Шатов сглотнул, борясь с подступающей тошнотой. Кашлянул и схватился за грудь.
– Досталось в подвале? – спросил Александр.
– Если бы только в нем.
Хорунжий и водитель остановились метрах в трех от машины, закурили.
– Рассказывайте, – сказал Шатов, – свидетели уже ушли.
– Они и так все это знают. Они ушли, чтобы не ставить вас в неловкое положение. Чтобы не давить на вас.
– Скажите пожалуйста, какая вежливость, – горло совсем пересохло, и слова получались хриплые, шершавые, словно дикие камни.
– Можете рассматривать это и так, – снова улыбнулся Александр, – но я не об этом. Я – совсем о другом. Помните, как проклинали друг друга древние китайцы?
– Чтобы ты жил в эпоху перемен, – сцепив руки, ответил Шатов.
– Или, в другом переводе, чтоб ты жил в интересное время. Китайцы считали, что чем скучнее жизнь, тем больше есть оснований отнести ее к временам счастливым. К сожалению, мы сейчас живем именно в интересное время. Вы как журналист сами знаете.
– Вы об экономических реформах?
– Нет, я о людях. После каждой революции, в ее ходе, появляются люди, которые пытаются оставить свой след в истории, в памяти человечества. Любым путем. Как угодно. Необычайное количество гениев и подонков поднимается на поверхность в период революций и войн. И еще преступников. Или безумцев.
– А можно без лекций?
– Можно. Вы обратили внимание, что наш с вами город живет очень интересной жизнью, даже на фоне интересной жизни всей страны. Вспомните конец прошлого года…
– Меня в последнее время постоянно просят вспомнить о конце прошлого года. И, как правило, именно в машинах.
– Вы о Солдате? – голос прозвучал особенно безжизненно и отстраненно.
– О нем, – Шатов обернулся к собеседнику. – Один водитель такси сказал, что очень жалеет о том времени. Все шалавы и прочая другая шушера ужасно боялись скорой и жестокой расправы. Он вообще предлагал всех посадить в баржи и утопить в Ледовитом океане.
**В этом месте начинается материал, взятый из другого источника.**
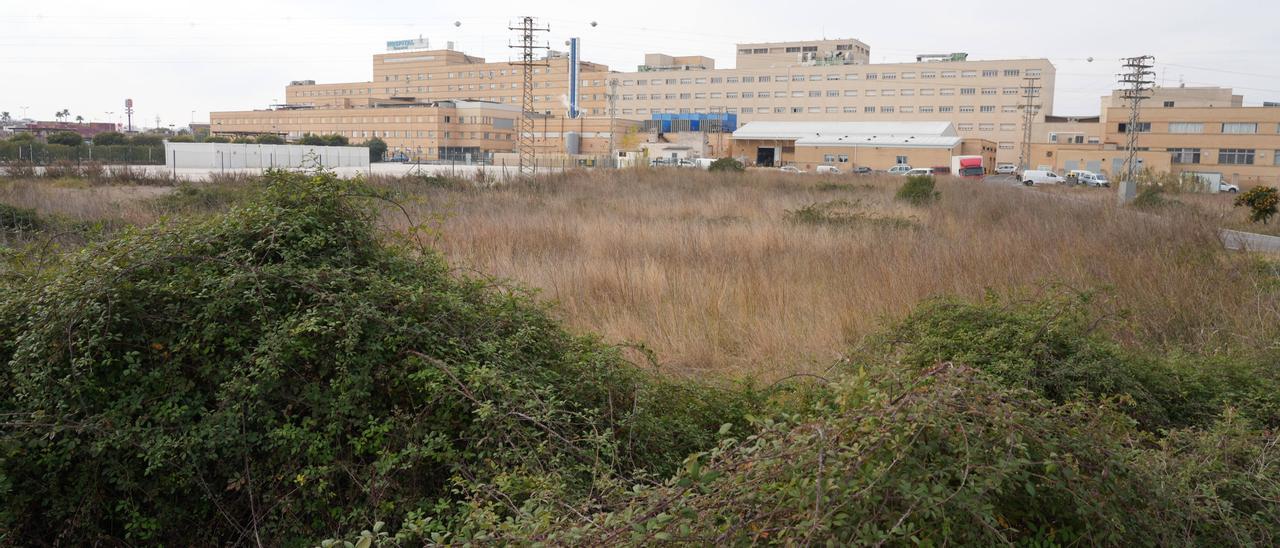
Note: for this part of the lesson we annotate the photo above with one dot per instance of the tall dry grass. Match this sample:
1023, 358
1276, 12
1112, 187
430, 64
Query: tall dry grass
709, 273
– Да. Это не он один. Об этом сейчас мечтают тысячи тех, чьи надежды не оправдались и не исполнились. Странно… Они жалеют о подонке, словно нет никого другого.
– Почему о подонке? В конце концов, у Солдата была идея…
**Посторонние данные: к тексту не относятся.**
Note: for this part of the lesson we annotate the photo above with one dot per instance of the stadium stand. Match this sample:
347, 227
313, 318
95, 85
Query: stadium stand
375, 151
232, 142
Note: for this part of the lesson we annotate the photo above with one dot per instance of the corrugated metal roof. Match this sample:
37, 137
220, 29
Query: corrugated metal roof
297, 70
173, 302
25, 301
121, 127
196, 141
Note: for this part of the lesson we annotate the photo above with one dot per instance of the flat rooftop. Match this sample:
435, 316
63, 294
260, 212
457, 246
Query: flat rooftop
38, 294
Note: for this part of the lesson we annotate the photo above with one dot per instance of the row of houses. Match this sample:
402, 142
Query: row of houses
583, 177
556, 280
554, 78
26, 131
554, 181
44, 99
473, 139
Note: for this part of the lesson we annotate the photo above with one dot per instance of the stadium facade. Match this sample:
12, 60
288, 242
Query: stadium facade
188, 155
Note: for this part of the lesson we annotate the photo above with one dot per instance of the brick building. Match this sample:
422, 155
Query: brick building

– Да не было у него никакой идеи, – резко оборвал Шатова Александр. – Ему просто хотелось покуражиться и убить как можно больше народу.
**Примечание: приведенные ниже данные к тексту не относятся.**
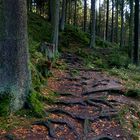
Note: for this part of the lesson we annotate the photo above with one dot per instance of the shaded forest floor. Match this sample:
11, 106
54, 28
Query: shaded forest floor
88, 104
85, 95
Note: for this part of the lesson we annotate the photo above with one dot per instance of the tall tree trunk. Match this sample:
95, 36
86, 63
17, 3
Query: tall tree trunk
69, 11
99, 26
112, 24
131, 29
63, 17
122, 24
50, 10
136, 33
93, 23
116, 22
14, 72
85, 15
55, 23
75, 13
107, 19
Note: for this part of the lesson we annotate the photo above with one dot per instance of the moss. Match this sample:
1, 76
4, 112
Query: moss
35, 105
5, 99
133, 93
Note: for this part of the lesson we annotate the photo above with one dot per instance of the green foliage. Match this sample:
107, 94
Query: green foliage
76, 34
118, 59
39, 28
5, 99
105, 44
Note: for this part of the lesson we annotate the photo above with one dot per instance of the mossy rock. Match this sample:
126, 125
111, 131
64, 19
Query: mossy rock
5, 99
35, 104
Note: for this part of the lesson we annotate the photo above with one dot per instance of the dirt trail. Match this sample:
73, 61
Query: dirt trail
87, 107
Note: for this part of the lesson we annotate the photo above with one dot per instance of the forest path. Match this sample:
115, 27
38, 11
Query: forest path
88, 106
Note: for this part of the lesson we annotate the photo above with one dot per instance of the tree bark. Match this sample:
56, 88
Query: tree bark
116, 22
14, 71
99, 18
75, 13
131, 29
136, 33
63, 17
112, 24
122, 24
93, 23
85, 15
107, 19
55, 23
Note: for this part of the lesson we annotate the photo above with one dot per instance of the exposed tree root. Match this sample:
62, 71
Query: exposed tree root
103, 138
48, 125
57, 121
70, 102
110, 89
74, 116
67, 94
93, 104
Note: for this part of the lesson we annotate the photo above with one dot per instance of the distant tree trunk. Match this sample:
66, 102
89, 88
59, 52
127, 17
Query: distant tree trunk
66, 12
55, 23
29, 5
93, 23
122, 24
107, 19
116, 21
14, 71
63, 17
99, 18
69, 11
85, 15
75, 13
50, 8
136, 33
131, 29
112, 24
– Вы говорите тоном знатока…
– Я говорю о том, что знаю. И я думаю, что именно после того Новогоднего погрома все и началось.
– Все – это что?
– Все – это дракон, сделанный из бумаги.
Шатов вздрогнул. В ушах словно прозвучал отзвук голоса из сна.
– Так вы можете подтвердить, что действительно существует некто, помечающий свои жертвы этим дурацким значком?